El juez de la Corte Suprema Horacio Rosatti, uno de los dos miembros del máximo tribunal nombrados por impulso del presidente Mauricio Macri, aparece involucrado en una investigación por presuntos hechos de corrupción promovida por el titular de la Procuración de Investigaciones Administrativas (PIA), Sergio Rodríguez.

Rosatti es uno de los funcionarios del gabinete del ex presidente Néstor Kirchner -el ahora ministro de la Corte fue ministro de Justicia del primero gobierno K- a quienes menciona el funcionario judicial como partícipes, junto a empresarios y a un juez, en una maniobra basada en la reformulación de un régimen de promoción industrial que terminó beneficiando a una firma que hoy pertenece al grupo Indalo, del ex hombre de negocios K  Cristóbal López.

Además de a Rosatti, la denuncia involucra a los ex funcionarios Alberto Fernández, Aníbal Fernández, Roberto Lavagna, Alicia Kirchner, José Pampuro, Daniel Filmus, Carlos Tomada, Rafael Bielsa y Julio De Vido

El sitio fiscales.gob.ar, del Ministerio Público Fiscal, informó que, de acuerdo con la presentación del fiscal Rodríguez, el acuerdo preventivo “habría exhibido una serie de graves irregularidades -falta de documentación, abuso del derecho, ausencia de síndico, computación de deudas en monedas extranjera, ausencia de intervención fiscal, etc.- que darían cuenta que el juez habría actuado de modo parcial y en exclusivo interés y beneficio de la empresa, perjudicando al Estado Nacional”.

El beneficio habría consistido en la licuación por capitalización de una deuda de casi 250 millones de pesos que la empresa tendría con el Estado Nacional y que, según el fiscal, habría sido sustituida por un paquete accionario cuya valuación real, de acuerdo con la Subsecretaría de Servicios Financieros, rondaría entre 1.283.537 y 1.760.296 pesos.

“Los hechos que se solicitaron investigar se habrían iniciado a mediados de 2005 cuando el entonces presidente de la Nación, Néstor Kirchner, junto a su gabinete de ministros, reformuló, mediante el Decreto de Necesidad y Urgencia 475/05 el régimen de promoción industrial otorgado inicialmente en 1976 y modificado en 1981 (inactivo hasta la fecha) a la empresa Alcalis de la Patagonia S.A. dedicada a la producción de carbonato de sodio en la provincia de Río Negro.
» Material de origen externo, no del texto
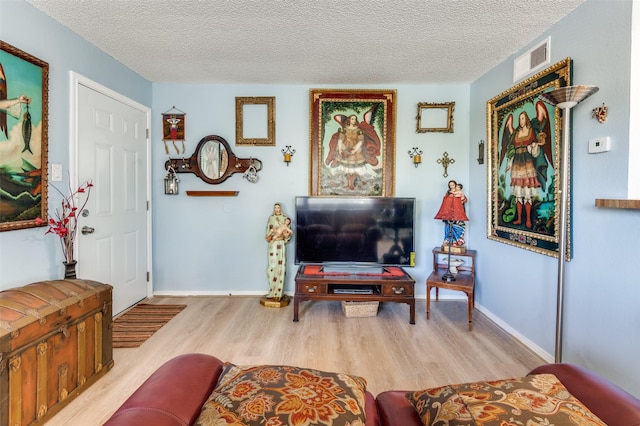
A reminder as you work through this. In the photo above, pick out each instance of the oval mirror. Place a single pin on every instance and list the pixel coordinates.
(213, 159)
Por dicho decreto ALPAT  S.A. obtuvo beneficios y diferimientos fiscales por diez años, de modo tal que el Estado quedó obligado a no percibir ciertos impuestos por ese plazo”, amplió el sitio.

“En junio de 2006 –agregó- la empresa quedó bajo el control de otra denominada South Mineral S.A, cuyos presidente y vicepresidente eran entonces, Fabián de Souza y Raúl Esteban Zamora, respectivamente, quienes también fueron denunciados por el fiscal Rodríguez. Luego, comenzó el proceso de saneamiento de las deudas de la empresa y por ello se inició un acuerdo preventivo extrajudicial, en el marco del cual se remitió una propuesta a tres empresas: Ibicon Ansalt, Bergo Ansalt y Almeraya Sol Invesment SL, como también al Estado Nacional.”
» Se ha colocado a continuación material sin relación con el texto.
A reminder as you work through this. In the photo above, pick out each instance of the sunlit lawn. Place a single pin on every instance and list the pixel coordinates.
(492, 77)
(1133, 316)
La maniobra, entendió el fiscal, se perfeccionó con la deliberada inacción de los funcionarios públicos de los entonces ministerios de Economía y Producción (fundamentalmente el área legal de Industria y la dirección general de asuntos jurídicos), que dejaron vencer los plazos para defender los intereses del Estado Nacional en dicho APE, con el consecuente perjuicio patrimonial al erario público.